Moving

The Struggle for $15 Is Transferring Past the Minimal Wage With a Daring New Concept

“Since the pandemic, workers have known they need a seat at the table,” says Allynn Umel, the national coordinator of the Service Employees International Union’s (SEIU) Fight for $15. Since 2012, the union has supported the “Fight for $15” — named after the proposed new minimum wage — to organize fast-food workers. During the pandemic alone, Umel says, workers have filed hundreds of complaints with regulators about unsafe working conditions, unfair treatment, or both. In a recent opinion poll
of Los Angeles County fast-food workers conducted by the UCLA Labor Center, a quarter of those surveyed said they had complained to a manager. Of those who complained, a quarter faced some form of retaliation, including pay cuts, threats and harassment.

The litany of complaints and the lukewarm response from regulators have prompted the SEIU to rally behind new legislation that could give fast-food workers a lasting voice in government — one that could also empower them in the workplace.

If passed, California’s AB 257, commonly known as the “FAST Recovery Act,” will create an 11-member “Sector Council” to set standards for wages, training and working conditions for fast-food restaurants, part of a chain of 30 or more locations nationwide. While four of the council’s 11 members would come from the state’s health and labor boards, two seats would be reserved for the fast-food workers themselves, and two more for workers’ “supporters” such as lawyers or union representatives. The last two seats would be reserved for the industry itself: one representing fast-food corporations (such as McDonald’s Corporation and Yum! Brands, the parent company of Taco Bell, KFC, and Pizza Hut) and one for the franchisees who own their restaurants . But far from creating a distanced observer of industry wrongdoing, the bill would also require state regulators to crack down on any individual company the council deems violating its standards. It’s a model that has precedent in Europe, where “sectoral collective bargaining” is a common means of enforcing labor rights for workers across an industry, regardless of their employer.

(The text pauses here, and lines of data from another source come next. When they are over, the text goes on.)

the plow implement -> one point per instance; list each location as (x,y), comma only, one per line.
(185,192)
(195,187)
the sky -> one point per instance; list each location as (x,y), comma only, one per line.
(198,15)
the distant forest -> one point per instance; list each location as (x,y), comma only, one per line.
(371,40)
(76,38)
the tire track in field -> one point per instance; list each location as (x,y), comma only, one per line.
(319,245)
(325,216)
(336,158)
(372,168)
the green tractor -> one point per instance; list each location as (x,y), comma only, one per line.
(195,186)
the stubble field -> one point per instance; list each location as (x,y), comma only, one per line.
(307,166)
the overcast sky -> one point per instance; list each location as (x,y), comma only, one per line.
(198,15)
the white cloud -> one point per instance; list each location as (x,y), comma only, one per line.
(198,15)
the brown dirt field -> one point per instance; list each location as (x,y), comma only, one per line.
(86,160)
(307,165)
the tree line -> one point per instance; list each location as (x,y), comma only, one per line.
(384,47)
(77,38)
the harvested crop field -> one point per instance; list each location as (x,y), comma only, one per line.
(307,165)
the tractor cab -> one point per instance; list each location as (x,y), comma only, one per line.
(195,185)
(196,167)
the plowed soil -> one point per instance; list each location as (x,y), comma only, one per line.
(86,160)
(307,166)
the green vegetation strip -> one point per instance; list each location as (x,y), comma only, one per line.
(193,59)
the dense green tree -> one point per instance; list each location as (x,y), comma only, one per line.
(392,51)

California is a natural place to test a novel approach to regulating fast food. In the postwar years, an affinity for public investment enabled the lightning-fast conversion of much of the state’s deserts and farmland to suburbs, paving the way for the first restaurant chains to focus exclusively on car-bound customers, including McDonald’s, Carl’s Jr, Taco Bell, In -N-Out and Jack in the Box – all of which opened their first locations in the state’s redesigned landscapes. Decades later, a propensity for government participation is now registering in the form of veto-proof Democratic supermajorities in both chambers of the state legislature, making it possible to enact the kind of ambitious legislation that progressives in the US Congress can only dream of. AB 257 was considered last year, fail
by just three votes, but if an amended version is likely to come to a vote this week, it’s likely to sail through the state legislature. (Under lawmakers’ rules, the House of Commons must vote on the bill by the end of the month for it to pass this year.) A strong network of activists across California has also made the state a frontline for the fast-food labor movement. In 2016, Fight For $15 activists secured the first $15 national minimum wage.